Martín tragó saliva, respiró hondo. Su estómago se retorció. Sintió miedo. Miedo de volverse como ellos. De perderse. De no volver a ver a doña Ana nunca más. Solo tocaba su manilla con sus manitos temblorosas, como si tocara el rostro de su padre en la enfermedad.
Burbuja notó su temblor y, sin que nadie lo viera, le apretó la mano.
—Tranquilo… todavía no es el final.
El comandante, un hombre seco, con los ojos siempre entrecerrados, dio una orden con la mirada. Burbuja entendió sin necesidad de palabras. Tomó a Martín del brazo y lo llevó hasta la jaula. Empujó la endeble puerta de alambre, que chirrió con un lamento metálico. Adentro, el aire era más denso. Los otros niños, entumecidos y desorientados, ni siquiera voltearon a mirar. Martín dudó en entrar, pero Burbuja lo empujó con suavidad.
—Es por orden del comandante… no tengo opción, Dani —susurró.
Martín bajó la mirada y dio dos pasos. Sintió el barro fresco cediendo bajo sus botas empapadas. Al fondo, una esquina libre. Hacia allá fue.
Apenas Burbuja cerró la reja, una voz cortante lo llamó desde el otro lado del campamento.
—¡Burbuja! ¡Venga! —Era el comandante.
Burbuja lanzó una última mirada rápida a Martín. No dijo nada y corrió.
Y con él se fue también la única chispa de calor que le quedaba a Martín.
Solo, entre cuerpos agotados, miró hacia la malla de alambre oxidado que ahora lo separaba del mundo. El frío se le metía por el cuello.

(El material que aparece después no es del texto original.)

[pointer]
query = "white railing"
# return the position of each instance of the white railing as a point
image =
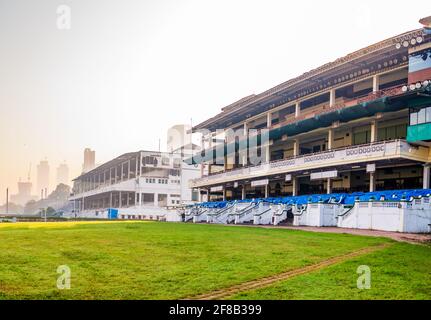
(350, 154)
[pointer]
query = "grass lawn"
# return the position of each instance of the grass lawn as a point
(402, 271)
(149, 260)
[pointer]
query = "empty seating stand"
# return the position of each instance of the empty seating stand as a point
(396, 210)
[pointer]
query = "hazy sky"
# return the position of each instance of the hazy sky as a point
(129, 69)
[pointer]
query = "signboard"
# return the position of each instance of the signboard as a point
(324, 175)
(259, 183)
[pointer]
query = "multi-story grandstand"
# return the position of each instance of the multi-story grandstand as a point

El miedo, por los ojos.
Y allí, en ese rincón donde el día apenas comenzaba, Martín no lloró. Se abrazó las rodillas y pensó en doña Ana. En su olor a su casa siempre limpia. En su voz.
—Voy a salir de aquí —se dijo, apenas en un susurro—. Y no me voy a olvidar de nadie.
Entonces bajó la cabeza y esperó. Porque incluso una herida como esa... tenía que servir para algo más que una simple condena a la realidad.